L'enfant difficile, - non - l'enfant tout court, demande en premier lieu la compréhension sympathique. Nous avons tous reçu des giffles qui nous ont stimulé et subi des regards que nous ne pardonnons pas, parce qu'ils nous ont avilis. Si l'enfant se sent vraiment compris, il s'accommodera facilement d'une vie rude et même dure et à cette condition-là, mais seulement à cette condition, son âme en sera trempée, son esprit aiguisé, son corps fortifié.

Donnons un exemple: Un enfant vous fera un récit manifestement contraire à la vérité. Dites-lui qu'il est un menteur, punissez-le, grondez-le, et vous vous le serez aliéné pour toujours. Car, il est possible qu'il ait peuplé son imagination d'êtres fictifs, qui lui sont plus proches, plus familiers, plus réels que la réalité même. Et pourtant, instinctivement, il s'en défie. Il vous aura menti à titre d'expérience, de contrôle. Vous n'avez pas compris la question brûlante d'angoisse qui était enveloppée dans son mensonge, vous l'avez rabroué. Eh bien! Il tentera l'expérience une autre fois, bien des fois encore peut-être. Il vous mentira encore, et si vous finissez par comprendre, vous arriverez à le guérir, sinon, ou s'il ne renouvelle pas l'expérience la partie est perdue, vous ne trouverez plus le moyen de l'équilibrer.

Or, établir l'équilibre, voilà le but essentiel à poursuivre dans l'éducation de l'enfant difficile. Pour y réussir, il est important de le convaincre qu'il ne diffère guère de ses camarades. Combattez en lui la vanité de se croire un être singulier, un cas spécial, et si vous arrivez à l'en convaincre, votre tâche envers lui sera accomplie ou presque.
Pour y suffire, il faut observer le sujet d'une manière aussi pénétrante que faire se peut, mais non point l'épier. Quoi qu'il fasse, ne jamais marquer trop de surprise, ni s'en laisser conter. Envisager même ses élucubrations les plus fantastiques et les plus désordonnées comme quelque chose, qui, à la rigueur, était à prévoir, à quoi l'on pouvait s'attendre, qui ne vous étonne pas outre mesure, et vous verrez qu'il s'en lassera et finira par rentrer dans le rang.

Respectez la pudeur de l'âme, surtout lorsqu'elle est dévoyée, car c'est alors qu'elle est le plus sensible.
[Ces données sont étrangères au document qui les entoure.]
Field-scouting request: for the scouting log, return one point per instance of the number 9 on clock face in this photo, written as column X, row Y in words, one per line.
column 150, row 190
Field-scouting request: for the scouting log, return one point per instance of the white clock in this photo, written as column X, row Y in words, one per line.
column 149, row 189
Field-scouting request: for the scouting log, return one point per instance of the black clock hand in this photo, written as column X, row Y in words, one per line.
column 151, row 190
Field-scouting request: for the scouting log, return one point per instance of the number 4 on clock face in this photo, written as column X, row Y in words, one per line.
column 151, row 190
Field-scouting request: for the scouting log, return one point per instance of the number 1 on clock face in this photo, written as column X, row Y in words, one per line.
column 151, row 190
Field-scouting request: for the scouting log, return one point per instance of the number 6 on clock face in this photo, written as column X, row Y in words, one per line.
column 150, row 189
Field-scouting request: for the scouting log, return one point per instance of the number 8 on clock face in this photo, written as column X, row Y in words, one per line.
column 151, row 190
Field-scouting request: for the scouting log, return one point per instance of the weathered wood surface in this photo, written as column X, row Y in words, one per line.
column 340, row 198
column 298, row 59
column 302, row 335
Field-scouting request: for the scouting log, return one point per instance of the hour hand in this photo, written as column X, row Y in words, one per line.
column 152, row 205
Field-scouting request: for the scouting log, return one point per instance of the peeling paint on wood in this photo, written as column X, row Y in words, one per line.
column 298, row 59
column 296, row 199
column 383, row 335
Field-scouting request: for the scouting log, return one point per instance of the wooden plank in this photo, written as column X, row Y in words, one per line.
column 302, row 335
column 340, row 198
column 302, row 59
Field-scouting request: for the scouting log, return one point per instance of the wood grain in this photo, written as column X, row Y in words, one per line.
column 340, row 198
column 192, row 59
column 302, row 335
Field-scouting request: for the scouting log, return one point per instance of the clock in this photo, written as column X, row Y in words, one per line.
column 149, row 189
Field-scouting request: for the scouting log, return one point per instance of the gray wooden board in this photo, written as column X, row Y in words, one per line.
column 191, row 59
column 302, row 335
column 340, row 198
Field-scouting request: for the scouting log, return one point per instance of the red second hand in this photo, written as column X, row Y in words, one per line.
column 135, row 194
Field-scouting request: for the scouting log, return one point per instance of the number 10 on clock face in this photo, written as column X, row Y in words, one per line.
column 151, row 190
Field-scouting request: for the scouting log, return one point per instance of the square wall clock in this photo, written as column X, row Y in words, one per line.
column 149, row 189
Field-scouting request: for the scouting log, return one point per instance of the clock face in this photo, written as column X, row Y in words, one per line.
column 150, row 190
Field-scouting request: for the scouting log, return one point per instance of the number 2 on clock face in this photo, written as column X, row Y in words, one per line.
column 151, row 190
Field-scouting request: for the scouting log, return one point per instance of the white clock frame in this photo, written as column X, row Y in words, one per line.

Observez sans cesse, oui; mais non point d'une surveillance indiscrète. Une âme ne s'ouvre pas par effraction.

Accordez à l'enfant autant de liberté qu'il est humainement possible de lui concéder, car il se cherche lui même, tout comme vous le cherchez aussi, et tout deux, vous ne vous trouverez point, s'il y a contrainte. Car ne l'oublions jamais: en tout état de cause, louange doit entraîner, donc aller au devant de l'effort du sujet. La louange est, «la sage femme du bien naissant».

Le blâme par contre, peut être, un stimulant extraordinaire. Mais pour être efficace, il ne suffit pas qu'il soit justifié en soi, il faut encore, qu'il parte d'une autorité que l'enfant a délibérément acceptée et reconnue. Autrement il découragera.

Or, il faut encourager, et pour cela il faut posséder la confiance illimitée et presque aveugle de l'enfant. Une fois sa confiance vraiment acquise, l'enfant difficile est affectueux, dévoué et maniable. De ce moment-là, il ne sera peut-être pas, l'enfant sage mais à coup sûr l'enfant bon, l'enfant éduquable, sinon l'enfant éduqué pour la vie commune et plus encore pour cette vie supérieure à laquelle nous tendons tous et qui, des deux vies, est la plus importante.